Using Git in CS164

Git is a distributed version-control system that has become increasingly popular in the open-source community. Developers within a team (or in our case, a class) each work on separate repositories, and may from time to time synchronize all or part of the the contents of their repository with one or more other repositories. There need be no central repository, in fact.

This document documents a minimal set of commands for using Git in this course to submit assignments and acquire skeleton files. It is not any kind of tutorial or introduction to Git. Consult this Git documentation for an overview of Git and details of its various commands.

Preliminaries

If you are working from your own machine, be sure to install Git, if it is not already installed. There are downloads available for various systems on this site.

Next, install the appropriate ssh private key for access to our repositories that live on the instructional machines. First, get an instructional account for CS164 if you don't already have one. There, you'll find a directory ~/.ssh, with files id_rsa and id_rsa.pub, which contain, respectively, the private and public ssh keys used by our repositories. For non-Windows systems, copy id_rsa to your home computer's .ssh directory, giving it a unique name other than id_rsa (for example, cs164_id_rsa.) Otherwise, you are liable to overwrite a secret key file of that name that you might have created for your own purposes. You can get ssh to use this key when appropriate by adding a line

IdentityFile ~/.ssh/cs164_id_rsa
to the file .ssh/config (creating that file if it does not already exist.) WARNING: The instructions above do not apply to the instructional machines, where your ssh key is already set up.

In what follows, we'll consider a student named Fred with login cs164-xxx. Having installed Git, Fred first performs some general configuration that will apply to all repositories used from his account (for this course or elsewhere):

    $ git config --global user.name "Fred Student"
    $ git config --global user.email "fred.student@somemail.com"
    $ git config --global push.default simple
The first two lines set the name and email that Git will record in commits and logs. The last line is a safety measure that affects the git push command described later.

Setting up Repositories

Git terminology uses the term repository to mean an organized collection of versions (called commits) of a directory structure; plus a checked-out copy of the one of those commits (a working directory), possibly in the process of modification; plus a staging area (called the index) used to build another commit. Usually, the set of commits and the index are stored in a directory named .git at the top level of the working directory. The term bare repository refers to a directory containing only the set of commits (what would be a .git directory in an ordinary repository, but with no index). Typically, we use bare repositories as central copies of versions that will be shared by several repositories.
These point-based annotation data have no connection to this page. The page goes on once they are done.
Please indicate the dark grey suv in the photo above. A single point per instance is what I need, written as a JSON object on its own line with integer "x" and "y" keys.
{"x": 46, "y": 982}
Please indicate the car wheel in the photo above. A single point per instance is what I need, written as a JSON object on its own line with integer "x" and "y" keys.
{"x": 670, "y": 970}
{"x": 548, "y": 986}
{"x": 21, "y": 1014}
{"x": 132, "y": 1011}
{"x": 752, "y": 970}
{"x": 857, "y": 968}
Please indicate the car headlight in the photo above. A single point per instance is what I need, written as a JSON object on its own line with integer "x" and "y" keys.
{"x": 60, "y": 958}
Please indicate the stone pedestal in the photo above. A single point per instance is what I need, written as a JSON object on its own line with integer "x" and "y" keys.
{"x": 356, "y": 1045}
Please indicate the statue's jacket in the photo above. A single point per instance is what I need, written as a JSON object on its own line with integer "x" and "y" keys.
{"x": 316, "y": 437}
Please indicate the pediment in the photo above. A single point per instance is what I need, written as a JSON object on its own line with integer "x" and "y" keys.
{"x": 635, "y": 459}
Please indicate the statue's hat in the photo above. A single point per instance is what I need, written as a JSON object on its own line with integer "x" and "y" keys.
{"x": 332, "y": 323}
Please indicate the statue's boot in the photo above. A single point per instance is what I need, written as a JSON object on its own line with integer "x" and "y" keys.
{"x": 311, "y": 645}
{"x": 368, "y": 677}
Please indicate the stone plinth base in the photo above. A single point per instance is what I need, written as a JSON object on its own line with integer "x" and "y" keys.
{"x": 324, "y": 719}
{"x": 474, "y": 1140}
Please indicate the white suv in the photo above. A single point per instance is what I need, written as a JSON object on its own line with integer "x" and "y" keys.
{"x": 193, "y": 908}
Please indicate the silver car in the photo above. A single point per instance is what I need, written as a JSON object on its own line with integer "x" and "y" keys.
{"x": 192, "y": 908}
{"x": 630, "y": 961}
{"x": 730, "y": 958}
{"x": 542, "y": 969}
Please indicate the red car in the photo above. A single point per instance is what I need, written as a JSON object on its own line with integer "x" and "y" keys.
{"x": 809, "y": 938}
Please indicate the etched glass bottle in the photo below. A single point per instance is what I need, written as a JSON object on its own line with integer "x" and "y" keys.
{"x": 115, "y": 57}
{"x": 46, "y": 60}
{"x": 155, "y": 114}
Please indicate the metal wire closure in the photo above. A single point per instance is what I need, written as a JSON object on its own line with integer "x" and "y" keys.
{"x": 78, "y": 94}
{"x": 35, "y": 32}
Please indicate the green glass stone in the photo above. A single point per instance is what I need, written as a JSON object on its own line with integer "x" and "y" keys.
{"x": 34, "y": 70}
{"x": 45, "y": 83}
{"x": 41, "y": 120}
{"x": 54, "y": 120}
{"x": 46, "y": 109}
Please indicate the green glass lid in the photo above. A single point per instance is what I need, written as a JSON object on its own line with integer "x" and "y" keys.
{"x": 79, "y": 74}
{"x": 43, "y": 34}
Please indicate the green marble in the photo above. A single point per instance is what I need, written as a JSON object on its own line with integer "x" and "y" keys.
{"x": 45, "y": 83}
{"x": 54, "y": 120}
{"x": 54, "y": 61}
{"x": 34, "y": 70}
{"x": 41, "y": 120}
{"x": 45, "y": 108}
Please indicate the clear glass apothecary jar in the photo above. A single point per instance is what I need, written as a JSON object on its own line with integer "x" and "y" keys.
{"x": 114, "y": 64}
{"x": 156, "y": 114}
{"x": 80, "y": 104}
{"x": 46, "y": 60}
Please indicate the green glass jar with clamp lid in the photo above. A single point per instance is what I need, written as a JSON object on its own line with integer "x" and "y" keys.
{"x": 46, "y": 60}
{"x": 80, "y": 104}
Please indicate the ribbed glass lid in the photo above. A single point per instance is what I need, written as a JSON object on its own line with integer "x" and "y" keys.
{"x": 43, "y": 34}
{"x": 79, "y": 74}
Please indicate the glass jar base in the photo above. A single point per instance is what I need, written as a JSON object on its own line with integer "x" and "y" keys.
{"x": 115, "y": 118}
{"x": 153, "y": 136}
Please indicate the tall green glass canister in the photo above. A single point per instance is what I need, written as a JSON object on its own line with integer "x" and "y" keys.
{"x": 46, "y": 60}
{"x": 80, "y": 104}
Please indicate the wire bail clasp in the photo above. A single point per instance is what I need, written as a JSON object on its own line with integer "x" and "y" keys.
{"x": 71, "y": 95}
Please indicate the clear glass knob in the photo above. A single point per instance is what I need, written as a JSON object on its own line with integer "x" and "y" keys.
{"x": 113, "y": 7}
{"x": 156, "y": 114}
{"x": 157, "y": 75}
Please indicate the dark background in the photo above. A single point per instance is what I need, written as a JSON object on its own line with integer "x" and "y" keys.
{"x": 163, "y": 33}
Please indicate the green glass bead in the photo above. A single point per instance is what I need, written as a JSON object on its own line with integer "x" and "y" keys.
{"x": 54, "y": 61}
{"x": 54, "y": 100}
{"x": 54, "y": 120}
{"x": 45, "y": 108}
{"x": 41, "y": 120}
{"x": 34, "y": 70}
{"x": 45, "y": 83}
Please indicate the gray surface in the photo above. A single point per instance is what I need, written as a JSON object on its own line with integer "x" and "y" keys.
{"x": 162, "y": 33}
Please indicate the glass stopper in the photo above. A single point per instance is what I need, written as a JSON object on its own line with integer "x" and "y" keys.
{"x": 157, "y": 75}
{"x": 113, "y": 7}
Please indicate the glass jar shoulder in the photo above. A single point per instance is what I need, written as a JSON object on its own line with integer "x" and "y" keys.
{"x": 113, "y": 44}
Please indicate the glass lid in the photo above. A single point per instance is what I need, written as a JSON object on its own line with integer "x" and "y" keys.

Each student and each team in this class has a bare Git repository in which to develop and submit assignments. More specifically, for homework, we provide a set of bare repositories under the cs164-taa account, which authorized students may clone, pull from, or push to as desired. Later, you will get a separate Github repository.

Fred establishes a working directory containing a local copy of his private repository in a directory (let's say ~/cs164-hw) on his home and/or instructional account with the command

    $ git clone cs164-taa@ashby.cs.berkeley.edu:users/cs164-xxx cs164-hw
This will create Fred's personal bare repository on cs164-taa (if necessary) and copy its contents into the new local working directory cs164-hw as cs164-hw/.git. If there is a head version in that repository (as will happen when Fred creates a second local repository after having committed a few versions), it will be checked out to form the initial contents of the working directory (which is otherwise empty). Fred can use cs164-hw for one-person assignments—generally homework.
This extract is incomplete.